Façonnable is a high-end men's and women's clothing brand founded in Nice, France by Jean Goldberg in 1950. It is currently owned by M1 Group, a holding company in Beirut, Lebanon.

==History==
The first shop, situated in rue Paradis in Nice, was opened by French master tailor, Jean Goldberg. The store was frequented by film stars in need of bespoke tuxedos and gowns for events such as the annual Cannes Film Festival.

Jean Goldberg's store gained great notoriety across the French Riviera, dressing stars of the era such as Tony Curtis and Cary Grant in Goldberg's unique style of classic tailoring with a modern twist. In 1961 Goldberg retired, his son Albert Goldberg took over the Nice workshop.

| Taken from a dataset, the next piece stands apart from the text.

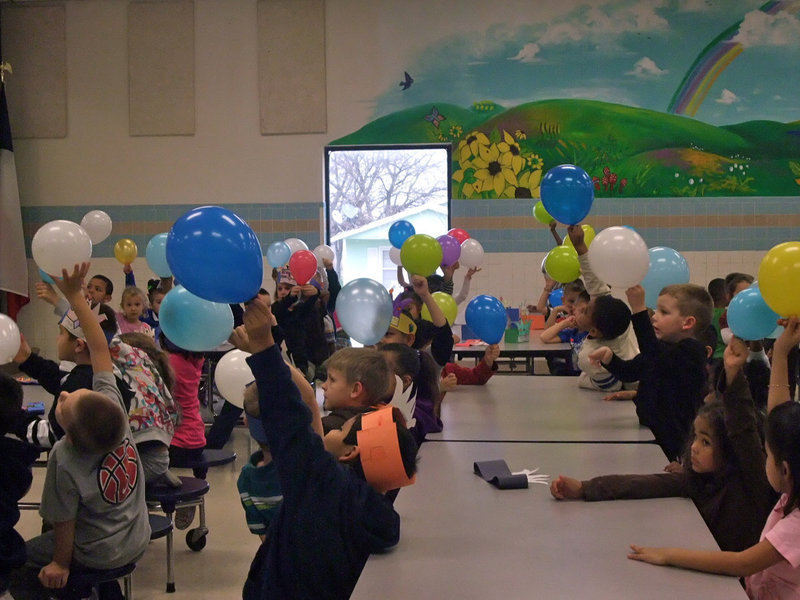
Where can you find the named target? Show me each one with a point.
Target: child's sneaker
(184, 516)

Albert Goldberg learnt the art of cutting and finishing. He created a new fashion footprint shifting it to the prêt-à-porter (ready-to-wear) market. After a visit to New York's Brooks Brothers store, Albert Goldberg produced a collection of ready to wear outfits for men and renamed the business 'Façonnable', a variation of the word "Façonner" (English: "to shape").

In 1973, boutiques were opened along the Cote d'Azur in Monte Carlo, Cannes, Saint-Tropez, and in Marseille. Throughout the 1970s, Goldberg began to collaborate with large American and European companies such as Sebago, Alden and Van's to create a shoe collection. In 1975, Albert Goldberg worked with Loro Piana, the duo creating "Façorain", an invisible membrane allowing cashmeres and luxury wools to be wind and waterproof whilst retaining their texture and breathability.

The first Parisian boutique opened in 1984. In 1987, the brand diversified, releasing a collection of sunglasses and optical wear. In 1988, the chain entered into a distribution agreement with US department store chain Nordstrom. Façonnable released a line of wristwatches in 1990.

Façonnable opened its first US boutique at 689 Fifth Avenue in New York City in October 1993. The French fashion house launched a unique collection geared for the modern, American woman. Two further US boutiques were opened in 1997 located on the West Coast. Following the success of its American women's collection, Façonnable released the range for general sale across Europe in 1999.

== Ownership ==
Façonnable SAS was owned by the Goldberg family until the company was sold to Nordstrom Inc. in 2000 in a cash and stock deal worth $170 million. In September 2007, Lebanese private equity group M1 Group agreed to acquire Façonnable from Nordstrom Inc., for €152.985 million (US$210 million).

M1 Group is a holding company based in Beirut, Lebanon. It was founded in the early 1980s by Taha Mikati and his politically active brother Najib Mikati, the current and former Lebanese prime minister. The M1 Group covers a range of industries, including real estate, telecommunication, energy, aviation, cement and banking. M1 Group's CEO is Azmi Mikati.